The world is battling climate change, an ugly byproduct of rapid industrialization. How does one contain toxic air quality from deteriorating further? The survey relies on metaphors from Bollywood and poetry to drive home the urgency. It quotes Manoj Kumar’s famous on screen track from yesteryear Bollywood blockbuster Upkaar: Mere desh ki dharti sona ugle ugle heerey moti (My country’s soil where crops grow like gold, diamonds, and pearls). In the same chapter it quotes Tulsidas’s Ram Charit Maanas: Kaa barakhaa, jab krishi sukhaanee (What’s the use of that untimely rain after the crop has dried up)
In another instance, while seeking to answer the difficult question turning India into an hub of innovation and scientific excellence, the Survey quotes Nobel laureate CV Raman: “We need a spirit of victory, a spirit that will carry us to our rightful place under the sun, a spirit which can recognize that we, as inheritors of a proud civilization, are entitled to our rightful place on this planet. If that indomitable spirit were to arise, nothing can hold us from achieving our rightful destiny.”
India may have jumped 30 rungs in the World Bank’s Ease of Doing Business ranks, but a way is needed to be found, urgently, to deal with prolonged judicial dispute settlement procedures. In a chapter entitled “Ease of Doing Business’ Next Frontier: Timely Justice,” Subramanian uses Shakespearean analogy to bolster the argument. He quotes the Bard of Avon’s Hamlet: “For who would bear the Whips and Scorns of time, The Oppressor’s wrong …the Law’s delay”
Indian agriculture is a now caught in a peculiar flux. Output is rising, but pricing are in a deflationary trend, implying farmers, despite record output, have seen incomes fall or remain flat. The survey’s author quotes Allan Savory, the famous Zimbabwean ecologist, livestock farmer, environmentalist. “Agriculture is not crop production as popular belief holds - it’s the production of food and fibre from the world’s land and waters. Without agriculture it is not possible to have a city, stock market, banks, university, church or army. Agriculture is the foundation of civilization and any stable economy”.
Promoting inclusive employment-intensive industry, and building resilient infrastructure are vital factors for economic growth and development. The survey quotes American politician Larry Hogan who is known for propounding industry-friendly policies to push overall growth. The survey quotes Logan: “Supporting iconic, growth-oriented industries, combined with tax policies that encourage small business growth and investment, represents a potent combination and is the basis of our entire administration”.
In the same chapter it quotes Roger McNamee, American businessman, investor, venture capitalist and musician who has argued in favour of investment in infrastructure as a primary growth vehicle, given the sector’s multiplier benefits.
“We need to stop thinking about infrastructure as an economic stimulant and start thinking about it as a strategy. Economic stimulants produce Bridges to Nowhere. Strategic investment in infrastructure produces a foundation for long-term growth,” it quotes McNamee.

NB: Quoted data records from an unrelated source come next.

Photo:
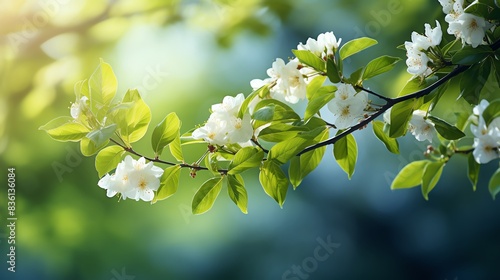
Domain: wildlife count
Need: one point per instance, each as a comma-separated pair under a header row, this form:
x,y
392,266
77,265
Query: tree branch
x,y
183,165
390,103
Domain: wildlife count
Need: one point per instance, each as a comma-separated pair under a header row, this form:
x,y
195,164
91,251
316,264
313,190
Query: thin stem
x,y
390,103
183,165
373,93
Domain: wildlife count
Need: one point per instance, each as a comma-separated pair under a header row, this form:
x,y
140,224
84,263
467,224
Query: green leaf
x,y
304,164
446,130
274,110
308,58
473,80
89,148
102,85
205,197
265,113
431,175
169,183
100,136
108,159
285,150
332,71
401,114
390,143
262,91
494,184
379,65
355,46
246,158
491,112
314,85
319,100
175,148
469,55
278,132
133,122
410,176
237,192
473,171
165,132
65,129
273,181
345,151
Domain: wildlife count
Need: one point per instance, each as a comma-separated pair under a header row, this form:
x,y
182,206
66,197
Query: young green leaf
x,y
261,92
469,55
169,183
107,159
278,132
494,184
390,143
246,158
491,112
133,122
304,164
446,130
314,85
410,176
237,192
355,46
175,147
345,151
319,100
273,181
310,59
165,132
99,136
205,197
431,175
401,114
379,65
472,171
65,129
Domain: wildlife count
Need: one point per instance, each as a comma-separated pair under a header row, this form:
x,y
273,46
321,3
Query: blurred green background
x,y
184,56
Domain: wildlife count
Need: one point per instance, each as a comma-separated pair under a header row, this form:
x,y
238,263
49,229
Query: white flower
x,y
324,45
447,5
416,61
312,45
78,107
224,126
470,28
329,42
347,106
289,83
133,179
420,127
485,149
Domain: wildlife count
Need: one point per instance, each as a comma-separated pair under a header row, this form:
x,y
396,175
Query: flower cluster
x,y
421,127
348,106
416,50
224,126
468,27
486,137
288,82
325,45
134,179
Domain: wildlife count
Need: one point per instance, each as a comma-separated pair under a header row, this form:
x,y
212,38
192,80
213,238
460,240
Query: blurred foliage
x,y
69,229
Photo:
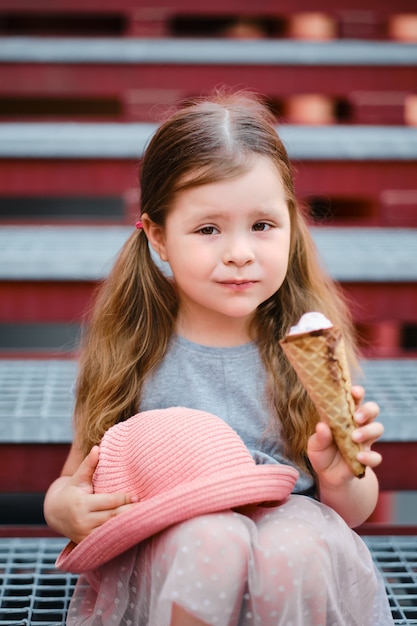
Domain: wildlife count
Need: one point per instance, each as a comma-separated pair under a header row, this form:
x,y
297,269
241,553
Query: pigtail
x,y
127,334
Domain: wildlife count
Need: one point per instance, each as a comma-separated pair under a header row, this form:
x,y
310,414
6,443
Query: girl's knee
x,y
215,545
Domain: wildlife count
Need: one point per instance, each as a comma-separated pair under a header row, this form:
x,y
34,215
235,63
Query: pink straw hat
x,y
180,463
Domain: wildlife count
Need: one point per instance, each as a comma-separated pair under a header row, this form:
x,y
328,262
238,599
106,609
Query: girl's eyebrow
x,y
255,214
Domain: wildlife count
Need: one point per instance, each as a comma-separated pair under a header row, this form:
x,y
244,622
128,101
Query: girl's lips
x,y
237,284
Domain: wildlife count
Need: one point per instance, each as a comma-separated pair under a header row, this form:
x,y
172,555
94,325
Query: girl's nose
x,y
238,252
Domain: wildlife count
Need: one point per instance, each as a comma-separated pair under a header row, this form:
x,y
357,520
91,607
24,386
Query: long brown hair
x,y
134,316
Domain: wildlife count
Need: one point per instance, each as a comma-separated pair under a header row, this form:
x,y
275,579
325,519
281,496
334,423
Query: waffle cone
x,y
320,361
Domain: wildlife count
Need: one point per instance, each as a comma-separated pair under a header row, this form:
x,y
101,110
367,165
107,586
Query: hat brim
x,y
217,492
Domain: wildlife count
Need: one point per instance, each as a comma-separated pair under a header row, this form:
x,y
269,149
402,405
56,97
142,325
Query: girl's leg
x,y
200,568
308,567
180,617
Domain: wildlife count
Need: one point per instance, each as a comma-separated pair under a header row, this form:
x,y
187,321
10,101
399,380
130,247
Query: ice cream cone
x,y
318,357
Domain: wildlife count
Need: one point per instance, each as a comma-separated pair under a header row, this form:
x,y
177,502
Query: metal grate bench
x,y
32,591
36,404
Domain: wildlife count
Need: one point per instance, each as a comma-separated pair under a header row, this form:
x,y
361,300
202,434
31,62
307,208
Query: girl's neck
x,y
218,336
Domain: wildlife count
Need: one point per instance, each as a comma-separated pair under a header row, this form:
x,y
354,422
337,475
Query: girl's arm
x,y
71,508
353,498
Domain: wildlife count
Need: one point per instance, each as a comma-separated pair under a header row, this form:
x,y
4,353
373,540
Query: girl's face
x,y
227,244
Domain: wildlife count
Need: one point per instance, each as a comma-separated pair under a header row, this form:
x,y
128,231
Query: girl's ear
x,y
155,235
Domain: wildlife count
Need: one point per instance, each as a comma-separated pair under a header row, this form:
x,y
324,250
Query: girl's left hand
x,y
324,455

A productive job is the best form of inclusion. To engineer an inclusive and sustainable growth for India, the social infrastructure like education, health and social protection are top government priorities. Appropriately, in the chapter on “Social Infrastructure, Employment and Human Development”, the survey quotes Theodore William "Ted" Schultz, American economist, Nobel Laureate, and chairman of the Chicago School of Economics. Schultz, who won the Nobel prize for economics in 1979, had famously written: “Economists have long known that people are an important part of the wealth of nations”.